Duck fat, brie cheese and SPAM were the perfect combination to win a Greenwood woman first prize at the Indiana State Fair.
Jennifer Dickie won first place in the Great American SPAM Championship with her French cuisine-inspired creation.
The national competition is conducted at state fairs across the country. Just fewer than 20 entered the contest at this year’s state fair.
Dickie was inspired to enter the competition after a friend performed in a recent Indianapolis theater production of “SPAMALOT.”
1 large onion, thinly sliced
2 to 3 tablespoons duck fat (can find at specialty stores)
3 cloves roasted garlic
Herbs to taste (mixture of sage, thyme, rosemary, basil, parsley and lavender)
Salt and pepper to taste
1 (12 ounce) can SPAM Classic, sliced
2 ounces Brie cheese
1 tablespoon cream
1/4 teaspoon dried mustard
1/8 teaspoon herbs (mixture of sage, thyme, rosemary, basil, parsley and lavender)
1 French baguette
1 granny smith apple, finely sliced
Slice onions and sauté them in duck fat in a cast iron skillet. Add roasted garlic, herbs and salt and pepper. Sauté together until soft and golden in color. Set aside.
Slice SPAM to desired thickness. Place SPAM slices in hot duck fat in a cast iron skillet. Brown on each side until crisp on the outside. Remove slices onto paper towels to drain.
In a small saucepan, melt 2 ounces of brie cheese and 1 tablespoon of cream. Add 1/4 teaspoon dried mustard and herbs.
Slice baguette lengthwise. Open and spread on softened butter. Toast or grill bread.
To assemble sandwich, spread both sides of bread with fig jam. Lay slices of SPAM on top. Pour cheese sauce over SPAM. Add onions and garlic on top. Add finely sliced granny smith apples. Cover with top bread. Slice into sections.
Source: Great American SPAM Championship winner Jennifer Dickie’s SPAMALOT Sandwich
“My friend was Lancelot and (the play) just stayed in my mind.
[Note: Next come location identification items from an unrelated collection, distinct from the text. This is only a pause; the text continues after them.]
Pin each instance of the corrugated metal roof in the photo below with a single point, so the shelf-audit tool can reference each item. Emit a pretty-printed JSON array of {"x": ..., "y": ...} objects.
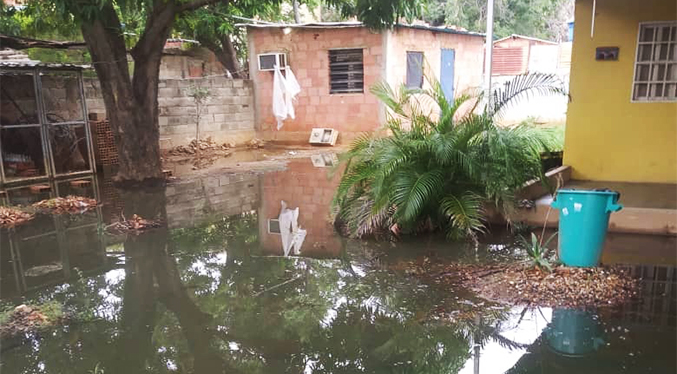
[
  {"x": 517, "y": 36},
  {"x": 349, "y": 24},
  {"x": 508, "y": 61},
  {"x": 32, "y": 64}
]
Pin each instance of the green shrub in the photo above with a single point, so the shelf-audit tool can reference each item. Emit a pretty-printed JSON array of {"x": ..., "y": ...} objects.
[{"x": 442, "y": 161}]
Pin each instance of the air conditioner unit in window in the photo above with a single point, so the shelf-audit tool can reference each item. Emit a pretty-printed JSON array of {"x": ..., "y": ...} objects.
[
  {"x": 323, "y": 136},
  {"x": 267, "y": 61}
]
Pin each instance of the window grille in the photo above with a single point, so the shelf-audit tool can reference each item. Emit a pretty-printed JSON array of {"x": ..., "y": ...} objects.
[
  {"x": 346, "y": 71},
  {"x": 656, "y": 63}
]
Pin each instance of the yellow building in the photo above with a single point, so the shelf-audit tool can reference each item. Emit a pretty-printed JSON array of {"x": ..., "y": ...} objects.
[{"x": 622, "y": 119}]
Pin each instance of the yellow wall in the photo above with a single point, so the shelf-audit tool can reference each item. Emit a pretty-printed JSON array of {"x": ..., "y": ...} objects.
[{"x": 608, "y": 137}]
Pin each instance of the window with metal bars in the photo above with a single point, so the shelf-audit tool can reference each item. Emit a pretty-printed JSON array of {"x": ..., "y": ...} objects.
[
  {"x": 656, "y": 62},
  {"x": 346, "y": 71}
]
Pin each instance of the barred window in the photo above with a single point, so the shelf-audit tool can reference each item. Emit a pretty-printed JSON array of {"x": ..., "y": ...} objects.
[
  {"x": 346, "y": 71},
  {"x": 656, "y": 62}
]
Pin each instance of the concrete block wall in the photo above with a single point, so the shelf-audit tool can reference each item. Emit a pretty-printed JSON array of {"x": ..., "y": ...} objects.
[
  {"x": 194, "y": 201},
  {"x": 228, "y": 117},
  {"x": 308, "y": 55},
  {"x": 310, "y": 189}
]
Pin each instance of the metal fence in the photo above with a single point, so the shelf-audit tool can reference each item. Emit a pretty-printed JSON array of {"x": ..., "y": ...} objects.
[{"x": 44, "y": 133}]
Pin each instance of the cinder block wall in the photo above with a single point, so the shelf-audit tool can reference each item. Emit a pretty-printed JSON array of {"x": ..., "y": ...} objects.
[
  {"x": 308, "y": 55},
  {"x": 310, "y": 189},
  {"x": 228, "y": 117},
  {"x": 194, "y": 201}
]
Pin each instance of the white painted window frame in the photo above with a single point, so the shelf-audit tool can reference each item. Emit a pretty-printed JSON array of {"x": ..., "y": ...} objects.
[{"x": 638, "y": 43}]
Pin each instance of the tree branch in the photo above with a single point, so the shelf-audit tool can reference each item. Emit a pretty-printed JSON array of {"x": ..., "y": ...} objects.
[
  {"x": 199, "y": 4},
  {"x": 19, "y": 43}
]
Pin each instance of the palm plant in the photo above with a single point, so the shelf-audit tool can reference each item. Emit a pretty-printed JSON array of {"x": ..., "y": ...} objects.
[
  {"x": 538, "y": 251},
  {"x": 441, "y": 162}
]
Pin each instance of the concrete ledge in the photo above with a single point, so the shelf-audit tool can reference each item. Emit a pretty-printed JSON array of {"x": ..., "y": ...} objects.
[
  {"x": 629, "y": 220},
  {"x": 535, "y": 189}
]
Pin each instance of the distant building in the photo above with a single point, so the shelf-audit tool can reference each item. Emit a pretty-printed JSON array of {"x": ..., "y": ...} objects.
[{"x": 337, "y": 63}]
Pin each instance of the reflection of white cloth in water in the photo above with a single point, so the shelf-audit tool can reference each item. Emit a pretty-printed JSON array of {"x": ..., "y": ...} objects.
[
  {"x": 292, "y": 236},
  {"x": 285, "y": 90}
]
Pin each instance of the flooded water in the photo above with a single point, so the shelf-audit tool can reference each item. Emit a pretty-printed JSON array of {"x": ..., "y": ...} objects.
[{"x": 213, "y": 293}]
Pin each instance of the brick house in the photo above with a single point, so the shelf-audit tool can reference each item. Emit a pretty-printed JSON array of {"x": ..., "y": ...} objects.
[{"x": 337, "y": 63}]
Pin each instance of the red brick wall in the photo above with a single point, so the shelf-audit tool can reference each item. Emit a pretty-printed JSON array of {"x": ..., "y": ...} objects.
[
  {"x": 307, "y": 54},
  {"x": 312, "y": 190},
  {"x": 469, "y": 56}
]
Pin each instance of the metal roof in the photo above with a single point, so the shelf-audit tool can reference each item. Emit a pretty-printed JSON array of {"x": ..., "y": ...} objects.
[
  {"x": 517, "y": 36},
  {"x": 32, "y": 64},
  {"x": 350, "y": 24}
]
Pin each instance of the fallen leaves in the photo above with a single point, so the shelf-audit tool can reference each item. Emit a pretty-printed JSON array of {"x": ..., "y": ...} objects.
[
  {"x": 256, "y": 143},
  {"x": 69, "y": 204},
  {"x": 518, "y": 284},
  {"x": 10, "y": 217},
  {"x": 135, "y": 225},
  {"x": 209, "y": 152},
  {"x": 203, "y": 145},
  {"x": 24, "y": 319},
  {"x": 564, "y": 287}
]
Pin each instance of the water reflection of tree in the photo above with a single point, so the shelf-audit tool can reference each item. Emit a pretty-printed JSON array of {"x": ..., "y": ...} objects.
[{"x": 213, "y": 309}]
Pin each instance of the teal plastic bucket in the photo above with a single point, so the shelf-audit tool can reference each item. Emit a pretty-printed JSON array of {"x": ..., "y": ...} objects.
[{"x": 583, "y": 222}]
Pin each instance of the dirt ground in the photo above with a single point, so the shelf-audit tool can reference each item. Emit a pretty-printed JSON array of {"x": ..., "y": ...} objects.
[{"x": 269, "y": 158}]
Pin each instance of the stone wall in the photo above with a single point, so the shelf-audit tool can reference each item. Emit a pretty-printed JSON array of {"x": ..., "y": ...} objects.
[
  {"x": 228, "y": 117},
  {"x": 193, "y": 201}
]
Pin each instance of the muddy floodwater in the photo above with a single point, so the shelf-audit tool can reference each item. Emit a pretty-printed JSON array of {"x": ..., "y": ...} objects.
[{"x": 212, "y": 291}]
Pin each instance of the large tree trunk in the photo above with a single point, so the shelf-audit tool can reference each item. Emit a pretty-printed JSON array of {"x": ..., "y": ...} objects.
[{"x": 131, "y": 104}]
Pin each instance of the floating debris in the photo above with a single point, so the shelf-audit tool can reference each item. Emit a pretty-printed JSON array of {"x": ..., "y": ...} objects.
[
  {"x": 40, "y": 270},
  {"x": 564, "y": 287},
  {"x": 518, "y": 284},
  {"x": 25, "y": 319},
  {"x": 135, "y": 225},
  {"x": 69, "y": 204},
  {"x": 10, "y": 217}
]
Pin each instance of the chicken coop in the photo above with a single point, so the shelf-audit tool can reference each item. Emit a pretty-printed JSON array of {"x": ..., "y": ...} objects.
[{"x": 44, "y": 132}]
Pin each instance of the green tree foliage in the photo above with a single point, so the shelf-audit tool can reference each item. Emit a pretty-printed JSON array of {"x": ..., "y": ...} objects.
[
  {"x": 538, "y": 18},
  {"x": 131, "y": 98},
  {"x": 443, "y": 161},
  {"x": 214, "y": 27}
]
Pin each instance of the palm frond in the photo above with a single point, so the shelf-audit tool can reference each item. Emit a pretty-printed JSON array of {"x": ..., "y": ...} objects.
[{"x": 522, "y": 87}]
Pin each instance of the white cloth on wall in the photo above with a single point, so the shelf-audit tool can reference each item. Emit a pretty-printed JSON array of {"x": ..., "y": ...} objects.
[
  {"x": 291, "y": 234},
  {"x": 279, "y": 103},
  {"x": 293, "y": 89},
  {"x": 285, "y": 90}
]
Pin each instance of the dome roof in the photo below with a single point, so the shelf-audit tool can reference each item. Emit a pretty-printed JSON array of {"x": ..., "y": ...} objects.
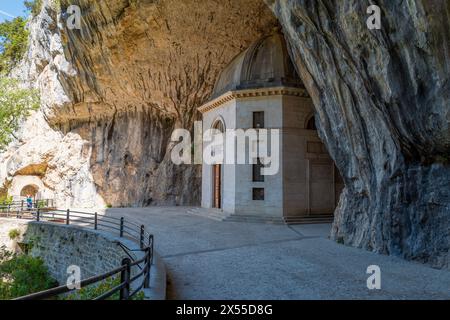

When I saw the SPAM contest, I thought, ‘OK, I gotta do something with that,’” she said.
A fan of French cuisine, Dickie was inspired to create her own recipe after eating a sandwich with brie, apples and fig jam — key ingredients in her own culinary creation.
Because of the uniqueness of the contest, and the unusual ingredient, she just had to enter to see if she could meld the French and American tastes.
Dickie also scored points with the judges for her presentation, which included an old-fashioned jug filled with purple Kool Aid and parchment paper-wrapped sandwiches — for a rustic effect.
She competed with her mother in cooking contests for many years starting as a teenager. She has her mother’s ribbons that date back to 1950, when her mom was entering a variety of baked goods into the contests.
Dickie has won honors for her caramels and other goodies, including peanut brittle, toffee, cookies, yeast breads and cakes.
“Normally, it is baking,” she said. “That’s why I had to try something different.”
She’s gotten into the contests again in recent years after a friend encouraged her to share her baked goods.
Dickie’s win in the competition got her an apron and a rosette, as well as $150 in prizes. She’s now a part of the national contest that will be judged early next year.
For those who’d like to try the recipe, she said it’s not necessary to have all the ingredients. Substitutions can be made.
“I will say that most people don’t have duck fat in their refrigerator, but it can be substituted with olive oil and butter for flavor,” she said.